Verisure, conservazione dei dati e obblighi correttivi imposti dall’UE
Secondo quanto emerso, Verisure avrebbe gestito in modo inefficace le richieste di opposizione, intervenendo con ritardi non compatibili con i tempi stabiliti dalla normativa europea. Ancora più critico il meccanismo di raccolta del consenso attraverso il sito web. L’Autorità, infatti, ha rilevato che la richiesta di un preventivo veniva associata automaticamente all’autorizzazione a ricevere comunicazioni commerciali, senza una chiara separazione tra servizio richiesto e finalità di marketing. Una pratica che non consente agli utenti di esprimere una volontà libera, informata e inequivocabile, come richiesto dal Regolamento UE.
Oltre al tema del consenso, l’istruttoria ha evidenziato criticità rilevanti anche nella gestione dei tempi di conservazione dei dati personali. Verisure prevedeva un periodo fino a dodici mesi per ricontattare i potenziali clienti a fini di teleselling, anche in assenza di un riscontro positivo al preventivo iniziale. Un arco temporale ritenuto eccessivo e sproporzionato dall’Autorità. Quest’ultima ha infatti sottolineato che la conservazione dei dati debba essere sempre limitata a quanto strettamente necessario rispetto alle finalità dichiarate.
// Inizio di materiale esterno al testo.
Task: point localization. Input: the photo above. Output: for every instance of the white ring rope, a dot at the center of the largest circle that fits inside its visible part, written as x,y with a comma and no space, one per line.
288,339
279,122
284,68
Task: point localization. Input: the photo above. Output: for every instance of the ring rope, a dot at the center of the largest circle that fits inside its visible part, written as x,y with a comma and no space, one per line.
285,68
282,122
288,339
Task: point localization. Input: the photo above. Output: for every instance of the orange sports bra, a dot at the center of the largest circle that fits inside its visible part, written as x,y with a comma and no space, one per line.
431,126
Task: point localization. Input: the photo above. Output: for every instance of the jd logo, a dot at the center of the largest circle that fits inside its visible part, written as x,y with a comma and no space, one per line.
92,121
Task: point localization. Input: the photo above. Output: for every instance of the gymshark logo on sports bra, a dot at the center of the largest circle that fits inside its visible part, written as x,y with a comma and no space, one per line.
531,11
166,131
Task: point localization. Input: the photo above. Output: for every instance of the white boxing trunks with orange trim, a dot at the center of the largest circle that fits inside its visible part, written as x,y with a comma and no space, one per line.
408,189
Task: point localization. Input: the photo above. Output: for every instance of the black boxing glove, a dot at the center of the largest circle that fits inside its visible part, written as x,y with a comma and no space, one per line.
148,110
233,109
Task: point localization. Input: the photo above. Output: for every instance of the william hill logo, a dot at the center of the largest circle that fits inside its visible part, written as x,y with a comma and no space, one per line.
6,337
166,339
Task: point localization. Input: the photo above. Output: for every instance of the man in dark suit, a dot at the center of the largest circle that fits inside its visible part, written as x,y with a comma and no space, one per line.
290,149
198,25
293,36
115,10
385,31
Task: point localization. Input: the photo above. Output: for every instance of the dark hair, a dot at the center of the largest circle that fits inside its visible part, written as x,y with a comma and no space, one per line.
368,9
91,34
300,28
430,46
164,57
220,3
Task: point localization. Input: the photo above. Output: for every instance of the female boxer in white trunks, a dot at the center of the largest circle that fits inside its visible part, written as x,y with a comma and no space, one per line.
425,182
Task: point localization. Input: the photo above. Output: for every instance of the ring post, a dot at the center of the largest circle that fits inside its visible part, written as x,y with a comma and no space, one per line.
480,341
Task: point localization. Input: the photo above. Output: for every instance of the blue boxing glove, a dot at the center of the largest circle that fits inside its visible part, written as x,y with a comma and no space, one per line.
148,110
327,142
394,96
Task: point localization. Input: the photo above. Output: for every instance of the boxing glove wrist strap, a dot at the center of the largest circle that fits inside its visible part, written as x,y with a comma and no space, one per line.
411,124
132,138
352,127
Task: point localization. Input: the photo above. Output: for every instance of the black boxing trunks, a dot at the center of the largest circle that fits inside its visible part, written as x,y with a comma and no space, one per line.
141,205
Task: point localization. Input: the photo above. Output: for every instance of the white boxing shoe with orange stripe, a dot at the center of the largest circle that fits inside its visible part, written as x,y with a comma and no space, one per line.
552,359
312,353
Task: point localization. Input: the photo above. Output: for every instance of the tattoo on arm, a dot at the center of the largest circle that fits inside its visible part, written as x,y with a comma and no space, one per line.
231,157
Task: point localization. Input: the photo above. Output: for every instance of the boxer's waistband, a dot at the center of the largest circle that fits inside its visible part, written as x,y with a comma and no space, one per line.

Alla luce delle violazioni riscontrate, il Garante ha disposto di una sanzione economica da 400mila euro. Ma non solo. Anche una serie di misure correttive obbligatorie. Verisure dovrà interrompere quindi ogni trattamento basato su dati raccolti in modo illecito. Da qui dovrà procedere alla cancellazione delle informazioni per cui non esiste un consenso valido e aggiornare le proprie informative privacy rendendole pienamente conformi al Regolamento UE. Entro sessanta giorni dalla notifica del provvedimento, la società sarà tenuta a comunicare all’Autorità tutte le azioni adottate per mettersi in regola.